The group of 158 researchers, divided into 71 teams, was presented with an identical set of data. The hypothesis they received was that immigration reduces public confidence in social policy. The participants – mainly sociologists (55.4 percent) and political scientists (27.4 percent) – had previously been asked about their views on migration, in particular whether they thought immigration laws should become stricter or not. The teams’ findings subsequently turned out to differ widely, with none of the teams coming up with exactly the same conclusions. However, according to the authors of the experiment, there were no indications in their statistical model that the participants’ beliefs played a significant role in this.
Trust and cohesion
Borjas and Breznau now conclude in their further analysis that it is. They believe they have found a clear correlation between results and political views of participating scientists. The results appear to diverge furthest between researchers with the strongest pro- or anti-immigration views. The first group saw the most negative effects of migration on public trust in government and social cohesion, the second group the least.
According to the authors, this does not mean that participants manipulated data or used models incorrectly. Consciously or unconsciously, they made different choices in the selection or weighing of relevant factors. According to Borjas and Breznau, this mainly concerned five choices, such as aggregating data on public trust (in various areas such as healthcare and employment), determining immigration as stock (percentage of population) or as flow (immigration minus emigration).
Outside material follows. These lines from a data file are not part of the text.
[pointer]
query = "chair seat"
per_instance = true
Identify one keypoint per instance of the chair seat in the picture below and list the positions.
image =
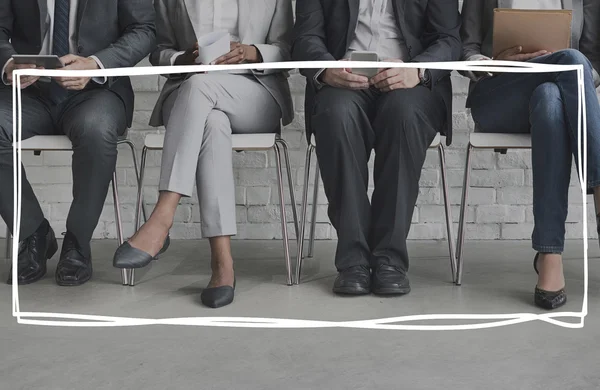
(47, 143)
(52, 143)
(434, 144)
(239, 141)
(500, 141)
According to the authors, the study raises “crucial questions about the subjective nature of empirical research.”
A limitation of the study, they note, is that few participants in the original experiment were outright anti-immigration. Of the 71 teams, nine could be designated as such. According to the researchers, this makes the analysis more reliable when it comes to the influence of pro-immigration opinions, but does not alter their general conclusion that “ideology plays a role in the outcomes of research.”
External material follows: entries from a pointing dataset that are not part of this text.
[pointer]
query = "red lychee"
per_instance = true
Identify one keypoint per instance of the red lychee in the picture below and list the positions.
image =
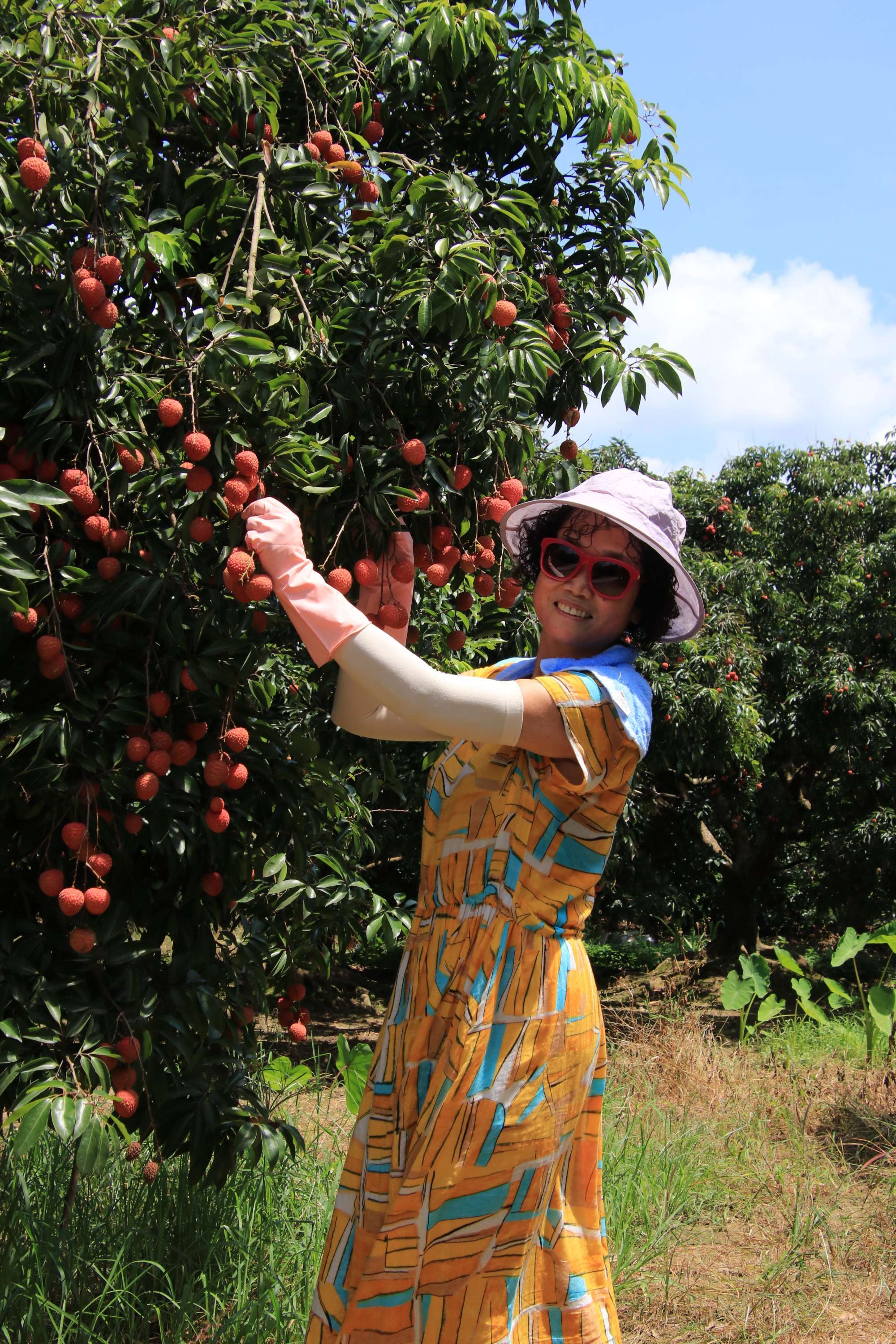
(82, 940)
(170, 412)
(108, 269)
(414, 451)
(34, 172)
(342, 580)
(97, 901)
(197, 445)
(147, 787)
(104, 315)
(237, 740)
(127, 1103)
(72, 901)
Migration historian Leo Lucassen, director of the International Institute for Social History (IISH) in Amsterdam, calls the research “very interesting” and hopes that it will spark discussion, but he does have comments. For example, he misses attention to the political framing of the debate on migration. “It makes a lot of difference how politicians talk about migration. It may be that some researchers pay more attention to this than others and that this influences their results. But is that bias? You could also say: they take a broader view.” Social factors such as austerity in the welfare state can also play a role. Apart from that, he says, it does of course matter what you are going to investigate and how exactly, “but that applies to all scientists.” He also lacks an eye for this broader context in earlier work by Borjas, such as that on the effect of migration on wages for low-skilled labor.
Breaking ‘taboo’
Historian Steije Hofhuis, who conducts research on migration in Berlin, is “very happy” with the research, which, according to him, shows that “research on migration is sensitive to ideology, even with the best intentions and with defensible choices.” He points out that Borjas and Breznau do not doubt the integrity of the scientists examined and hopes that their analysis will help break the “taboo” on scientific debate on migration. Independent researcher Jan van de Beek, who made a name for himself on the political right flank with criticism of migration policy and his book Migration magnet Netherlands (2024), when asked if he wanted to respond, he gave a short and concise no.
The Cuban-American George Borjas (1950), professor at Harvard, is a renowned immigration economist known as a critic of low-skilled immigration and ‘political correctness’ in science. Borjas, who came to the US from Cuba with his mother when he was 12, has published extensively about the effects of immigration on the economic position of low-skilled Americans. His book We Wanted Workers (2016) is a critique of the “immigration narrative”. On his blog he spoke out in favor of stricter immigration rules and taxes on companies that profit from cheap labor by migrants, but against “inhumane” mass deportations and against building a wall on the border with Mexico.
In 2017, Borjas became the winner center of controversy about his analysis of Cuban migration in 1980 to the US that would have had a negative effect on the wages of American workers. That article attracted a lot of substantive criticism, but was approvingly cited by then-President Trump in support of his plan to restrict immigration. Borjas also received sporadic support from progressive quarters, from academics who felt that the left in the US was wrongly avoiding the discussion about the effects of migration.